Bulgari S.p.A., l’emblématique joaillier et détaillant de luxe italien, a déposé avec succès une plainte UDRP contre Hettinger Edgar concernant le nom de domaine <bvlgari.love>. Le Requérant a affirmé que l’enregistrement constituait une utilisation non autorisée de sa marque de renommée mondiale, qui est un symbole de l’artisanat de luxe depuis plus d’un siècle. Selon le Requérant, le Défendeur a enregistré le domaine pour tirer profit du prestige de la marque sans aucun lien juridique ni autorisation du titulaire de la marque.
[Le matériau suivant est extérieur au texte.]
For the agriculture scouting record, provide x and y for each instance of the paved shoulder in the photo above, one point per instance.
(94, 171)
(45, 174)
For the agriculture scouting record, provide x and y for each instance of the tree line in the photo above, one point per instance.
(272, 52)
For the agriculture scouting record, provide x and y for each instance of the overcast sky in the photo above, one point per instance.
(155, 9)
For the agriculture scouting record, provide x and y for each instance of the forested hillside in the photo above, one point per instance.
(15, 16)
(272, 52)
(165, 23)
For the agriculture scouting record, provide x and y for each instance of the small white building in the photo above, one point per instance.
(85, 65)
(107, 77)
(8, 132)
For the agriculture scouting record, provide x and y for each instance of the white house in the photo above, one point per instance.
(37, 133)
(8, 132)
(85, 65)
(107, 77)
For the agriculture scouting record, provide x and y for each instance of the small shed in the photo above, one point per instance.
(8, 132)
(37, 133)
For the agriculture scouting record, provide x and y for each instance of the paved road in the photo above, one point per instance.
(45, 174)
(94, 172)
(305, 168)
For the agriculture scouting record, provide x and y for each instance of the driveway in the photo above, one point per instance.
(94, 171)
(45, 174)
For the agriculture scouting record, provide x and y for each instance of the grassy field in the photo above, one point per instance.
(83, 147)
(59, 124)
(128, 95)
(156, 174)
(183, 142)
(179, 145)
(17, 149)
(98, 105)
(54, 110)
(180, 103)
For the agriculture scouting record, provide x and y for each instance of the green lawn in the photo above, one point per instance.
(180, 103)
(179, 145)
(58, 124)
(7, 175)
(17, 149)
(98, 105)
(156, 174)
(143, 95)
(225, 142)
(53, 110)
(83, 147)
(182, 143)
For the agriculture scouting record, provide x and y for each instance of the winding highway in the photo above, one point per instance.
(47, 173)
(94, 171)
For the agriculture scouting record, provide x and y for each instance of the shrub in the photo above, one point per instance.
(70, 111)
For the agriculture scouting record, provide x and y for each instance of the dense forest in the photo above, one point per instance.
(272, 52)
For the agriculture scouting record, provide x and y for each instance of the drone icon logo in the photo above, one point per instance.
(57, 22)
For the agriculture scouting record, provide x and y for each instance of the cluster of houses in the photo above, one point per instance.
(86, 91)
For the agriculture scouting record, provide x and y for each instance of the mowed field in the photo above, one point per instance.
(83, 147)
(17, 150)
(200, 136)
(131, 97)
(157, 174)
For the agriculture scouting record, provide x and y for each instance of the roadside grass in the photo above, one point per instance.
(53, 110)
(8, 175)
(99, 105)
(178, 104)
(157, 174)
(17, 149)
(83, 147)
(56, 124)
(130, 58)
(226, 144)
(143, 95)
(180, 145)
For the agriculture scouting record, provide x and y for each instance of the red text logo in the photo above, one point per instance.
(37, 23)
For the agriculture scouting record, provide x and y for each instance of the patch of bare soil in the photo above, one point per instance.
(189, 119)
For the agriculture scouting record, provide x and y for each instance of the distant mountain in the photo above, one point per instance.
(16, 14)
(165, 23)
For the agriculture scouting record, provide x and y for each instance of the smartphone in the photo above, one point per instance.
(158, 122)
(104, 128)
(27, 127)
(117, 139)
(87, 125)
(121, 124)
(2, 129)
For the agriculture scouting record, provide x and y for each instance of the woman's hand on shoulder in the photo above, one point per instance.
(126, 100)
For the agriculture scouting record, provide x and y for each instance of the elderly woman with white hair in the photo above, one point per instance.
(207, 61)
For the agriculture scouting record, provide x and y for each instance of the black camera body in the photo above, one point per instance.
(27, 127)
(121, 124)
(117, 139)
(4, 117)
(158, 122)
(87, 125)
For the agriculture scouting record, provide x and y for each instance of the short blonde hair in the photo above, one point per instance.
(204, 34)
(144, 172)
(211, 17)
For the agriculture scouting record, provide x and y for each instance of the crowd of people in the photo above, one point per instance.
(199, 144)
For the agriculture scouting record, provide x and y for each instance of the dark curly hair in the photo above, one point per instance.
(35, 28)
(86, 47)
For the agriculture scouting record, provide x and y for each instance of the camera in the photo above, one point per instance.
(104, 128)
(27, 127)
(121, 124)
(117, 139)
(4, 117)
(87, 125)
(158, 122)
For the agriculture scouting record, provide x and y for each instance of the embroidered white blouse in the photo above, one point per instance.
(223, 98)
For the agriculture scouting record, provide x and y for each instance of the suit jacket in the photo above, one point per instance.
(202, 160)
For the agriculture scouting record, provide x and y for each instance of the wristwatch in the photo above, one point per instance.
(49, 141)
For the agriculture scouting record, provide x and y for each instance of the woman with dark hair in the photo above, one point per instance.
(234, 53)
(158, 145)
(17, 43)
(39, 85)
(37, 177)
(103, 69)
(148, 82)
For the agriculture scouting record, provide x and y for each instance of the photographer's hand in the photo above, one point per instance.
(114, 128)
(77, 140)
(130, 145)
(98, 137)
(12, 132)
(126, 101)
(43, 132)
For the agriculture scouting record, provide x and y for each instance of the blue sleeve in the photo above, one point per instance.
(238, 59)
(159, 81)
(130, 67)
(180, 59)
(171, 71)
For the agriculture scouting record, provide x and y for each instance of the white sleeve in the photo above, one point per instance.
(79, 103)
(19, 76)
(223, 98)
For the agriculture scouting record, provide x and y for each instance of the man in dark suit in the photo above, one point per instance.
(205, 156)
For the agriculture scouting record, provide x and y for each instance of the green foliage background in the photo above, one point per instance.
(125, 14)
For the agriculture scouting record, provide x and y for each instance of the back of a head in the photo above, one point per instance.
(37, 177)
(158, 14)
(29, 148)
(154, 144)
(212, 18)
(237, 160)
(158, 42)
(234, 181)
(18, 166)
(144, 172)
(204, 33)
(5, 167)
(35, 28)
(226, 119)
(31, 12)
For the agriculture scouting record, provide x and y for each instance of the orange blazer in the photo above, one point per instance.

Les fondements du transfert de domaine
La décision s’est appuyée sur le fait que le nom de domaine est identique à la marque principale du Requérant, laquelle bénéficie d’une présence mondiale massive. La marque de joaillerie étant exceptionnellement distinctive, tout enregistrement non autorisé utilisant le nom exact suggère un effort intentionnel de créer une fausse association avec la maison de luxe. Le Défendeur n’a pas réussi à démontrer une activité commerciale légitime ou un lien personnel avec le nom qui justifierait son utilisation ou sa propriété. En outre, le moment et la nature de l’enregistrement indiquaient que le Défendeur était pleinement conscient de l’existence de la marque et cherchait à profiter de la probabilité que les consommateurs confondent le site avec une plateforme officielle de l’entreprise ou une campagne marketing à thème romantique liée aux produits du joaillier.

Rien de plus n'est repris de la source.